Granted, we boring old heterosexuals have our faults and our limitations. We lack glamour. We rarely bonk outside the box. But at least we can laugh at ourselves; we’re happy to recognize the comedy — and the tragedy — of erotic life. But bondage people — at least the ones I’ve met — are so serious! So earnest and humorless about their practices. Did you ever hear the joke about the bondage practitioner who forgot her safe word? No? That’s because there are no bondage jokes.
Let’s be clear about this. By bondage people I don’t mean people who do a bit of bondage as part of their sexual repertoire. I mean people for whom it’s the central component of their sexual and social identity. Bondage is sex for people who don’t like sex. It’s about ritual. Theater. Pagan rites. Power relationships. To which I say: screw all that jazz — give me a good old-fashioned, passionate, I-LOVE-YOU-BABY! shtup any day of the week. You dig tying knots? Get a sailboat.
Least you think I’m being arrogantly heteronormative and judgmental, I should point out that the bondage brigade are the ones who look down on people like me. To them we’re the boring ones who practice what they dismiss as “vanilla sex” — that is, just plain regular sex. They assume that while we heterosexual squares are stuck in the sexually stifling suburbs of the erotic, they’re the ones bravely walking on the wild side and having all that exciting forbidden fun.

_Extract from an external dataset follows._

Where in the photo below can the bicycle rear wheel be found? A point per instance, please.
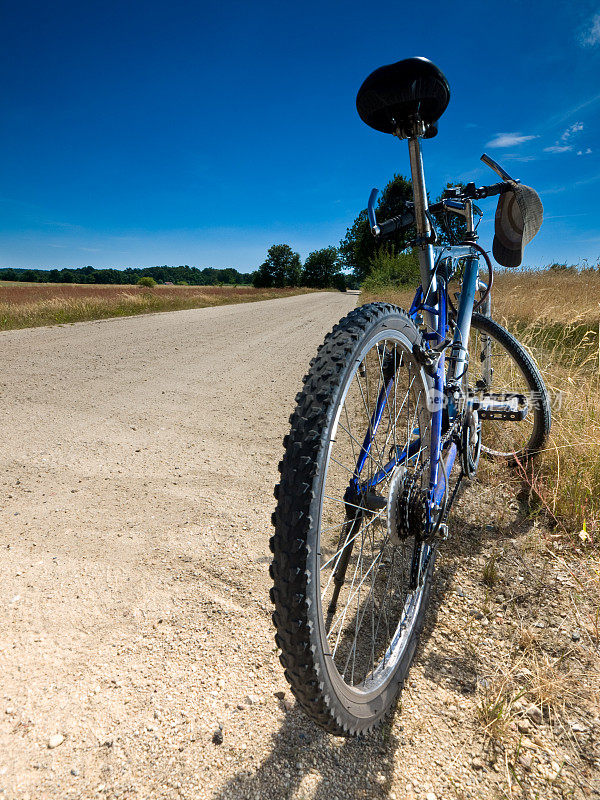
(499, 365)
(351, 582)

Middle-class professional people love all this bondage stuff — along with a wide range of erotic exotica — because it’s a way of overcoming the bourgeois blandness of being just a middle-class professional with kids, a nice house and a dog, just like all your other friends. I noticed that when my bondage dinner companion didn’t talk about bondage and just talked about all the ordinary stuff of life — her kids, her house, her career — she was just so vanilla. Banging on about bondage was her attempt to appear exotic and transgressive.
When I was a teenager, people like her who walked on the wild side seemed so fascinating. Today they’re often the most boring people in the room. What happened? When did sexual deviancy — as it used to be called — become so dull?
I’d say it began with the release of Lou Reed’s Transformer album in 1971 and in particular the track “Walk On the Wild Side.” That brought that sexy, sleazy, drug- gy, subterranean Warholian world to a much wider public in a way that was shocking but sweet and safe enough for pop fans to enjoy. Transformer — especially the track “Perfect Day” — was decadent fun for all the family.
In its wake, and over time, came the assimilation of pornography, anal sex, bondage, dogging or whatever took your fancy. Liberal tolerance, openness, inclusivity and moral relativism killed sexual deviancy: you can’t be an outsider if you demand to be accepted by those on the inside, and then win. On the plus side, “deviants” have gained legal and civil rights, and that’s a good thing, but deviancy has lost its aura of recherché romance.
So who are the deviants now? I took a date to a restaurant in Soho whose entrance looked like a sex shop complete with S&M clothes, chains, whips and gimp masks. On entering, the man at the reception desk told me that he was sorry, but their dress code has a strictly no-suit policy.
So I asked him: “If I was wearing a gimp mask with clamps on my nipples would I be allowed into your restaurant?”
“Absolutely” he said.
It occurred to me then that we old, boring heterosexuals with our “vanilla sex” have ended up as the new transgressives. At last, we’re the ones walking on the wild side.